„…Toute la création humaine constitue non seulement la fierté d’une nation et la richesse d’un pays, mais elle appartient aussi à l’humanité toute entière en tant que patrimoine commun… »

Cette fameuse idée répandue par le philosophe allemand Johann Wolfgang Goethe, à l’époque du Romantisme, a été un point de départ pour l’activité de l’Organisation des Nations Unies pour l’éducation, la science et la culture (UNESCO) qui travaille avec 185 pays du monde pour la protection des empreintes les plus exceptionnelles du passé, qui font partie du précieux héritage ancestral, en assurant leur sauvegarde pour les prochaines générations. Aussi, la notion susmentionnée, s’étend, à présent, sur tous ces biens remarquables de la nature dont la valeur universelle a été mise en péril. L’évènement qui a suscité une prise de conscience internationale a été l’adaptation collective du texte unique, intitulé : « La Convention concernant la protection du patrimoine mondial, culturel et naturel ». Cet instrument législatif, paru en 1972, oblige tous les Etats parties qui y adhèrent à prendre la responsabilité pour la protection des biens ayant une valeur exceptionnelle pour la communauté internationale, quelle que soit leur localisation, c’est-à-dire, tout en respectant le principe de souveraineté d’un pays dont ils appartiennent ainsi que le droit national de propriété. Mais, le fait d’être un des signataires de la Convention est avant tout une question de prestige, reflété par le nombre et la valeur particulière des biens figurant sur la Liste du Patrimoine Mondial de l’UNESCO. Actuellement, il en a 890, dont 689 biens culturels, 176 biens naturels et 25 mixtes, situés sur le territoire de 148 Etats parties.

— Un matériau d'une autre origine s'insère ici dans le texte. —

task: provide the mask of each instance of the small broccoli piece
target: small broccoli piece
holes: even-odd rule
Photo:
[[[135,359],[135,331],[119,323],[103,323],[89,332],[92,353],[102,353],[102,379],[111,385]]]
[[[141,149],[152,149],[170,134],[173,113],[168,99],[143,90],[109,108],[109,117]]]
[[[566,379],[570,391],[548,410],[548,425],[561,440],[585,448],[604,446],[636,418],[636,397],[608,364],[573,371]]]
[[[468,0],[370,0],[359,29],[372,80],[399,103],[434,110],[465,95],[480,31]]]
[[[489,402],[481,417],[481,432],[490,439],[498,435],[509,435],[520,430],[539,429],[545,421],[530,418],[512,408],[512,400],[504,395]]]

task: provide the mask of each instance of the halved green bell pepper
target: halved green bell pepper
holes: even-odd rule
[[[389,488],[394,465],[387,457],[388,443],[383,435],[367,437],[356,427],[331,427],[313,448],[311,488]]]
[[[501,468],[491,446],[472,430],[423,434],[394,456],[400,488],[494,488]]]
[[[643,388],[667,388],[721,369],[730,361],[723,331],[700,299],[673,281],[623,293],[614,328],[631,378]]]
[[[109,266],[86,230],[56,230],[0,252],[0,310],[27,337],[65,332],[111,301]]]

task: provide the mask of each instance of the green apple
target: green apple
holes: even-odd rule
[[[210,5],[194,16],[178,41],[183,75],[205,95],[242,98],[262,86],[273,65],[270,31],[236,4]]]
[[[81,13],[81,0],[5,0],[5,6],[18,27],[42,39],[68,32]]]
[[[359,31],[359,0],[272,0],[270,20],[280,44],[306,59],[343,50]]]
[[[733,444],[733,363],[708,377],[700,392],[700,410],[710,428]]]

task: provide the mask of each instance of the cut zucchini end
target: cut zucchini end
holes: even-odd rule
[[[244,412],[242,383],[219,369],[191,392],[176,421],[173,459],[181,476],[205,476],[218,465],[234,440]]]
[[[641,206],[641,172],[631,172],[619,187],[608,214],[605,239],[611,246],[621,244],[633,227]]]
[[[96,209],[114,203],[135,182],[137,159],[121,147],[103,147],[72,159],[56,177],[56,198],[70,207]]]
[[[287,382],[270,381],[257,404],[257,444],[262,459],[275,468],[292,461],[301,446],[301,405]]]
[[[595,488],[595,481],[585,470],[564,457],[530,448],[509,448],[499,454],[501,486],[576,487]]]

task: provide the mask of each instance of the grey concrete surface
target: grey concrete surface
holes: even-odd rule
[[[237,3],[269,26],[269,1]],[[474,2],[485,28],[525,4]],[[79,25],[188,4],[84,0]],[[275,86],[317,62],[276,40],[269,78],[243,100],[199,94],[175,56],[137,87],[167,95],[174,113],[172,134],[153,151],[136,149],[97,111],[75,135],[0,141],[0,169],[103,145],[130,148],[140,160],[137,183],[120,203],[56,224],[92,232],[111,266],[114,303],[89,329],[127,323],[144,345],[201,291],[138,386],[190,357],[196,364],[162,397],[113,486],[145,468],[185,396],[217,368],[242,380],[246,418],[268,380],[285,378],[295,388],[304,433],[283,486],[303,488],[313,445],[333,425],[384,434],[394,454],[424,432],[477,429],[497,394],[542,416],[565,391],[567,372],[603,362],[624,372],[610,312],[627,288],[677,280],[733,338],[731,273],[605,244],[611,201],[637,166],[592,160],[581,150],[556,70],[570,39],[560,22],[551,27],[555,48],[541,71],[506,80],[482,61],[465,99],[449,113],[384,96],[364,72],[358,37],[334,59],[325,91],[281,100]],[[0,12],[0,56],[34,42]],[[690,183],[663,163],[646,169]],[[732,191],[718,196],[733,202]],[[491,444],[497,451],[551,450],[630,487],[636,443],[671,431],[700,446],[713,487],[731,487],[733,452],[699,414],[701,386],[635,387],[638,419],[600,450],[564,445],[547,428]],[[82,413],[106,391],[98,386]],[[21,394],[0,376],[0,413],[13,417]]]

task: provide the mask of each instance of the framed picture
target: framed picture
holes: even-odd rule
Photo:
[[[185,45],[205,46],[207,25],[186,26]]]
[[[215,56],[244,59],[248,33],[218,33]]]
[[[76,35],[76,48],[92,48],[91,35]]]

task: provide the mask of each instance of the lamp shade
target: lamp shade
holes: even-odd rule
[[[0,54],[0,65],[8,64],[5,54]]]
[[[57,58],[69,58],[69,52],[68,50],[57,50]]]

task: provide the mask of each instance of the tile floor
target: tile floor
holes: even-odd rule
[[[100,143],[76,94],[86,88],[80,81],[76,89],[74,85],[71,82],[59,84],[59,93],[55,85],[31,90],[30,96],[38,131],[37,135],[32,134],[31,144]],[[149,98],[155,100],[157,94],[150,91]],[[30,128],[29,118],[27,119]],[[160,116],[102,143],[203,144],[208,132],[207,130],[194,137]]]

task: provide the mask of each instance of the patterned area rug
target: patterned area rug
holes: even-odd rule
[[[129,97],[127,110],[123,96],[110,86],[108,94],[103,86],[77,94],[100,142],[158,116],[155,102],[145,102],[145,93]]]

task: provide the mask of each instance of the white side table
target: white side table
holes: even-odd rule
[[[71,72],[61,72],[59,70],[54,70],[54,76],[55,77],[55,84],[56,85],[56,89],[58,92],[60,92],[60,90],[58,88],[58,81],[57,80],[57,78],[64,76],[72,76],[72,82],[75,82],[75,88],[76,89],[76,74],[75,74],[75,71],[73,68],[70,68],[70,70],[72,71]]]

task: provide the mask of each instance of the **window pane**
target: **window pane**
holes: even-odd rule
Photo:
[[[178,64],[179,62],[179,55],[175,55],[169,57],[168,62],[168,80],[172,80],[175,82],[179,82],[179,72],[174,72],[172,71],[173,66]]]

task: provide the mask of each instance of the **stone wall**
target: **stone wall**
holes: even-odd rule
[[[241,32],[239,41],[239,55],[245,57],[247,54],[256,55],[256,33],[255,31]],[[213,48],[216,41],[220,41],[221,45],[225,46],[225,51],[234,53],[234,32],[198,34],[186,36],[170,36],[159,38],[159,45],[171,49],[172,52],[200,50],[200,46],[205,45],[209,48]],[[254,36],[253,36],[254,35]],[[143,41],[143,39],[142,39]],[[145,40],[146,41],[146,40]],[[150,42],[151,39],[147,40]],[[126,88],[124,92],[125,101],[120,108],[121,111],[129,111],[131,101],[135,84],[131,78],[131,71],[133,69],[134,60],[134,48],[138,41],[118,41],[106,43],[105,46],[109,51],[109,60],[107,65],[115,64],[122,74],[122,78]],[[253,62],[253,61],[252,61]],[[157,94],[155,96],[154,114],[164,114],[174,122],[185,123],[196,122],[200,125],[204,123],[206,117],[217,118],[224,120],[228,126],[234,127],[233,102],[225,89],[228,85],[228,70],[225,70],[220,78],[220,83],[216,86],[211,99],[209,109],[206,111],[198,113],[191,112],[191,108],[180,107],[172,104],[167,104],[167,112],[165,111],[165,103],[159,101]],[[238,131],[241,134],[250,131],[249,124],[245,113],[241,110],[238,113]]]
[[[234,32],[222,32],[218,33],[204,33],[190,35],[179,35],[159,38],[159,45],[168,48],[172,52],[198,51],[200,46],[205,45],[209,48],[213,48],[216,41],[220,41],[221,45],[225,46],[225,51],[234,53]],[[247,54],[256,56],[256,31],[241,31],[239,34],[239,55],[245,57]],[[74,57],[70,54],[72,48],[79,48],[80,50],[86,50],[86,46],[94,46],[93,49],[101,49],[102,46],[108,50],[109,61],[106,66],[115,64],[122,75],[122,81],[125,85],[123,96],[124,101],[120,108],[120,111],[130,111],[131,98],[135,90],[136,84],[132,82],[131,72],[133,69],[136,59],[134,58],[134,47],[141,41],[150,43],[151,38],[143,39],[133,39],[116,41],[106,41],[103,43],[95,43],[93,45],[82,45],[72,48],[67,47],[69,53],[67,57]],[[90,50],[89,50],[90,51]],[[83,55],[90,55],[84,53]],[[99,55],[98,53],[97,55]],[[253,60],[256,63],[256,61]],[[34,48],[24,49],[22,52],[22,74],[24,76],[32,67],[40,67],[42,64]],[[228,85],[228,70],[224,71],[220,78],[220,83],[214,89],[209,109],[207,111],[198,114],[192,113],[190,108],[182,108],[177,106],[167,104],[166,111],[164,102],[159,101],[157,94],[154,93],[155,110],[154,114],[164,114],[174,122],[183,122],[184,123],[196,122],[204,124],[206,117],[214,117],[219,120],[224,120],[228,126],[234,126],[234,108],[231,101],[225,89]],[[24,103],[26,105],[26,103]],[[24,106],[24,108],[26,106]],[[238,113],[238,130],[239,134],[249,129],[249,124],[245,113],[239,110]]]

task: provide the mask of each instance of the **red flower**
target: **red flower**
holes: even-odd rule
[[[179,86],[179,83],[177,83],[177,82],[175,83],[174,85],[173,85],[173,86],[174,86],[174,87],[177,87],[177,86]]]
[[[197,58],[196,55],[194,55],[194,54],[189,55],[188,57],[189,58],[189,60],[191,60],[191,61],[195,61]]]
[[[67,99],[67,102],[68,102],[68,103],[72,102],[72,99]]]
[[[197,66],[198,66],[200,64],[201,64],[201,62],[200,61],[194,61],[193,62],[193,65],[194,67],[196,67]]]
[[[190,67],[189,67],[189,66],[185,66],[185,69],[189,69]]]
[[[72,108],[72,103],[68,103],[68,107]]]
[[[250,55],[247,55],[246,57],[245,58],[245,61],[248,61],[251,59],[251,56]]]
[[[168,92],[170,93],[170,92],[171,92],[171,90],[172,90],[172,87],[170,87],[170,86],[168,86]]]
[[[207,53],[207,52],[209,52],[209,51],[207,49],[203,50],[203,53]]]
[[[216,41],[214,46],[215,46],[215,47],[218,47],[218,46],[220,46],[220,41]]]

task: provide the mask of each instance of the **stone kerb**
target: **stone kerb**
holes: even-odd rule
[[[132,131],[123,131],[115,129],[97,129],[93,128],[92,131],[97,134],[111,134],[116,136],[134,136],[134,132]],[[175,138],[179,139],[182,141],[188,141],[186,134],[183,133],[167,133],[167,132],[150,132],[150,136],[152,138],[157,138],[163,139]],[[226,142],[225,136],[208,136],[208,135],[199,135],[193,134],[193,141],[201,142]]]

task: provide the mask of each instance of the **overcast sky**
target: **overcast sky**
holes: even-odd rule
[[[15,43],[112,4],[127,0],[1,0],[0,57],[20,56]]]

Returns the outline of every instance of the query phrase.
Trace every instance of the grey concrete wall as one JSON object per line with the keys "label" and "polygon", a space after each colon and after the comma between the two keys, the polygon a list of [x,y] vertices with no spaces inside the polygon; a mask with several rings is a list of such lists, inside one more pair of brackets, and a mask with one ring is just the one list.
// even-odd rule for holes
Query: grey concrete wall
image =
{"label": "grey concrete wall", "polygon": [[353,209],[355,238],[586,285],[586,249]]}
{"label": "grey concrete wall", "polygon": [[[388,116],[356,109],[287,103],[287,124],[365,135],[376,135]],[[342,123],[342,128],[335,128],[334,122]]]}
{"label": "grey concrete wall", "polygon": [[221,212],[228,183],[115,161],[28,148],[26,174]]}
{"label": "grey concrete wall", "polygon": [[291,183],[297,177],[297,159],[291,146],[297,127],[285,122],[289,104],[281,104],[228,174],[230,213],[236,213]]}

La Pologne, si riche de traditions et de beautés naturelles, en assure leur protection et reste non seulement un des premiers Etats parties qui adhère à la Convention, mais est également bien représentatif sur la Liste du Patrimoine Mondial, car elle se place, depuis juillet 2008, au 8ème rang sur le plan européen, et au 17ème rang mondial.

Ainsi, la Ville médiévale de Torun, la Vieille ville de Zamosc, la Fôret Bialowieza, les Eglises de la Paix à Jawor et Swidnica ou les Mines de sel de Wieliczka, font partie du patrimoine partagé de notre planète, à côté de lieux aussi extraordinaires et divers que les berges de la Seine, à Paris, la Grande Barrière d’Australie, le Taj Mahal en Inde ou les Pyramides d’Egypte.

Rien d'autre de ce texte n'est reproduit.